Wynne’s Hail Mary conversion—as she struggles to regain a possibility of re-election—to the wisdom of a decent minimum wage, came after years of dismissing Andrea Horwath and her caucus’ harangues that it was an obscenity in a province as rich as Ontario to claim that a family could be supported on an annual wage of less than $23,000 a year. But it is a policy theft in a long and honourable political tradition.
Indeed, it is hard to think of a significant piece of progressive legislation that the Liberals did not first attack and then snatch in the past century. After pensions came women’s right to vote, then the first Labour Code, then Medicare, then OAS/GIS, then PetroCanada, election finance reform and the list could run for literally pages. It has been frustrating for Canada’s social democrats on two levels.
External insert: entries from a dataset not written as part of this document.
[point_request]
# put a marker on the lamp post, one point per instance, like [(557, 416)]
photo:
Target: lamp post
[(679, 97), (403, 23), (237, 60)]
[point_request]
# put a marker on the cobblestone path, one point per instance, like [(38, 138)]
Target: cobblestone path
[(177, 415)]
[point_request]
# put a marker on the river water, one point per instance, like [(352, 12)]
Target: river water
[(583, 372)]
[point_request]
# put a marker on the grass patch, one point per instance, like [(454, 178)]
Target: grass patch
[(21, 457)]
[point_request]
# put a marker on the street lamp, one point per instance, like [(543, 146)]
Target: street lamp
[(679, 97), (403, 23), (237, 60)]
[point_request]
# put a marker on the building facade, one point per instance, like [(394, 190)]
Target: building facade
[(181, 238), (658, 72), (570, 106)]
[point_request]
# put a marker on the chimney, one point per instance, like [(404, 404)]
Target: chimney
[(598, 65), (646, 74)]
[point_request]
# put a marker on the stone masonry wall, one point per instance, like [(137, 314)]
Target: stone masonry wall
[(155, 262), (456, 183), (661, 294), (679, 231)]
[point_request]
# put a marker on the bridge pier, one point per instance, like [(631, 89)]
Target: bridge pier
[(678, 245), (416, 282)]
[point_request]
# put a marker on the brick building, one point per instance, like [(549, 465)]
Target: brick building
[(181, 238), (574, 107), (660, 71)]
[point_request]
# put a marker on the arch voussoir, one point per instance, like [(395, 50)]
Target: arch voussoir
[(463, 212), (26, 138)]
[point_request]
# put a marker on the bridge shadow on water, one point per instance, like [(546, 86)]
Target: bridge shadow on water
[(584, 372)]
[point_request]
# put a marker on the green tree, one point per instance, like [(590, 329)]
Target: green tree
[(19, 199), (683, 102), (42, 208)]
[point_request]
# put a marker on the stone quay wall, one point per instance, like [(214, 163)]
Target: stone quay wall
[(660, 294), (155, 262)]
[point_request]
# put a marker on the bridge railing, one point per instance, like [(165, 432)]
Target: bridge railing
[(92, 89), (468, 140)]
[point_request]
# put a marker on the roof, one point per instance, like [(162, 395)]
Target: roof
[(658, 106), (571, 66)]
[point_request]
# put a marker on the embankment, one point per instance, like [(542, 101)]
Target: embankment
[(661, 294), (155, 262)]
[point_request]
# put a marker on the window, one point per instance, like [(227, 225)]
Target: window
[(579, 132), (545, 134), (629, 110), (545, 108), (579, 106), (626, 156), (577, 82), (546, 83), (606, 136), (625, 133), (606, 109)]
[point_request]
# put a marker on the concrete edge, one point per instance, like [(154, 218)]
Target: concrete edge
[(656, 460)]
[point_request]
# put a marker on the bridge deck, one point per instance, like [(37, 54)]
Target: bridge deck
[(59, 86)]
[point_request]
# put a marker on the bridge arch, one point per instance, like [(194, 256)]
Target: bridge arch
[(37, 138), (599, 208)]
First, obviously, is the use of their policy vision to elect another political party. Less self-interestedly, it is because the Liberals rarely do the implementation well.
It took from 1962 to 1980 and the passage of the Canada Health Act for successive Liberal governments to even partially implement Tommy Douglas’s vision for a universal health care plan from coast to coast. Labour laws went through half a dozen revisions before they achieved anything like real protections for Canadian workers. And as Ontario New Democrats and pundits have observed about Wynne’s attempt at a survival strategy, it’s less than half a loaf as well.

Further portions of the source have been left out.